NumericVector res = y ;
return res ;
}

/*** R
test(1:10)
*/
``````

which gives:

``````\$ Rcpp11Script /tmp/exp.cpp

> test(1:10)
type(y) = Rcpp::sugar::Sapply<14, true, Rcpp::sugar::Sapply<14, true, Rcpp::Vector<14, Rcpp::PreserveStorage>, test(Rcpp::Vector<14, Rcpp::PreserveStorage>)::\$_0>, test(Rcpp::Vector<14, Rcpp::PreserveStorage>)::\$_1>
type(fun) = Rcpp::functional::Compose<test(Rcpp::Vector<14, Rcpp::PreserveStorage>)::\$_0, test(Rcpp::Vector<14, Rcpp::PreserveStorage>)::\$_1>
val = 18.000
   2   8  18  32  50  72  98 128 162 200
``````

It becomes even more interesting for how missing values should be treated. Let’s now consider that the expression is used on an integer vector.

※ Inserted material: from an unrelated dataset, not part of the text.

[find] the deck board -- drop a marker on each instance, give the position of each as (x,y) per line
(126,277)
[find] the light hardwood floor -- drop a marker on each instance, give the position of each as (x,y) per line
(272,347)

``````auto square = []( int a ){ return a*a ; } ;
auto twice  = []( int a ){ return a*2 ; } ;
auto y = sapply( sapply(x, square), twice ) ;
``````

In an iteration based implementation of sugar (like e.g. the implementation in Rcpp), to be correct we would have no choice but to check for `NA` twice because the two functions operate somewhat independently from one another. So the iteration based implementation in Rcpp would lead to code equivalent to this:

``````for( int i=0; i<n; i++){
int x_i = x[i] ;
int tmp_i = (x_i == NA_INTEGER) ? NA_INTEGER : square(i) ;
y[i] = (tmp_i == NA_INTEGER ) ? NA_INTEGER : twice(i) ;
}
``````

With the new composition based approach, we only have to check for `NA` once, which leads to code much closer to what we would intuitively write manually:

``````for( int i=0; i<n; i++){
int x_i = x[i] ;
y[i] = x_i == NA_INTEGER ? NA_INTEGER : twice(square(x_i)) ;
}
``````

The composition based approach is still a work in progress, but I believe it will be yet another way to achieve performance improvements for the modernized version of sugar.

We can also generalize the composition approach to several input vectors, via mapply. Consider the expression : `x + exp(y) + abs(sin(z))`. The challenge is to identify actual vectors we want to iterate over: `x`, `y` and `z` and generate the appropriate function composition. Should be fun.